Weber Chimney Co. v. Brunswick-Balke-Collender Co.
195 Ill. App. 9 | Ill. App. Ct. | 1915
Mr. Justice Barnes
delivered the opinion of the court.
2. Contracts, § 322*—what not equivalent to breach. Where a contract provided that plaintiff should construct a chimney for defendant “in about fifty working days,” and also expressly provided that the time named shall be contingent upon causes of delay beyond the control of plaintiff, and where plaintiff refuses to agree to complete the construction within a named time at the request of defendant, such refusal does not amount to a renunciation or abandonment of the contract by plaintiff, for the reason that plaintiff had a right to anticipate that the character of the work and the season of the year, which was winter, may cause delays which are excusable under the provisions of the contract and which may prevent the completion of construction within such named time.3. Contracts, § 319*—when breach does not arise before time for performance.
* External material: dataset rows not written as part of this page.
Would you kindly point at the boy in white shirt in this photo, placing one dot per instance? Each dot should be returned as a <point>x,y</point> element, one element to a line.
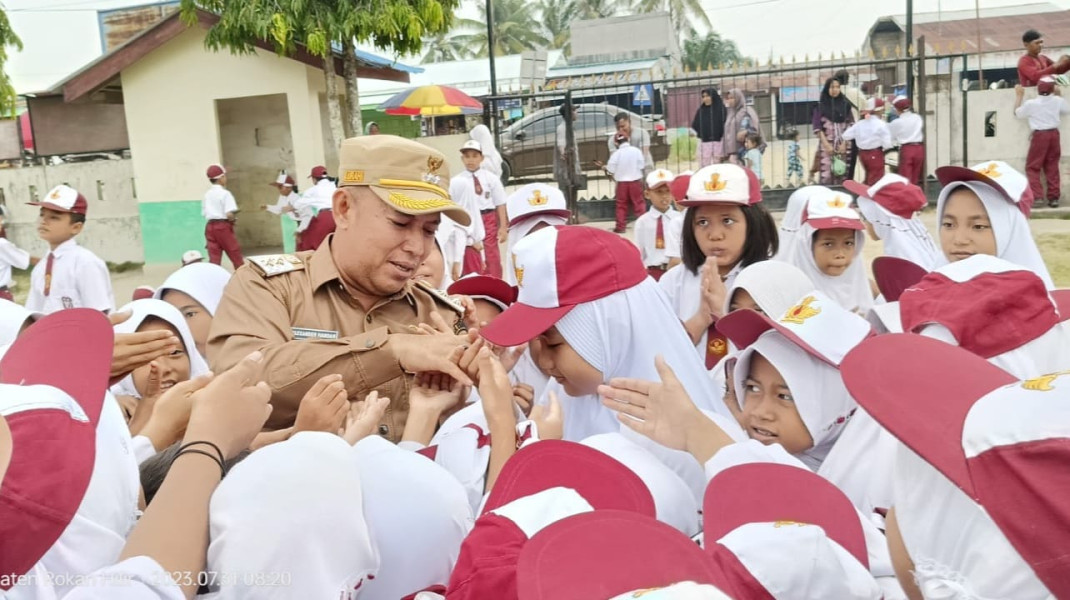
<point>70,276</point>
<point>220,211</point>
<point>654,227</point>
<point>626,167</point>
<point>871,135</point>
<point>1044,113</point>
In an action to recover on a contract whereby plaintiff agreed to construct a chimney for defendant in “about fifty working days,” and where defendant sought to cancel the contract claiming breach by plaintiff, the question whether evidence that a special meaning of the term “working days” obtained in the construction trade was competent as bearing on the question of a breach is immaterial where it appears by applying defendant’s construction of the words to the facts in the case that no breach had taken place when defendant canceled the contract.4. Appeal and error, §1392*—when refusal of peremptory instruction not error. In an action to recover on a contract whereby plaintiff agreed to construct a chimney for defendant in “about fifty working days,” where the facts proved did not amount as a matter of law to a renunciation of the contract by plaintiff, peremptory instruction for defendant held erroneous.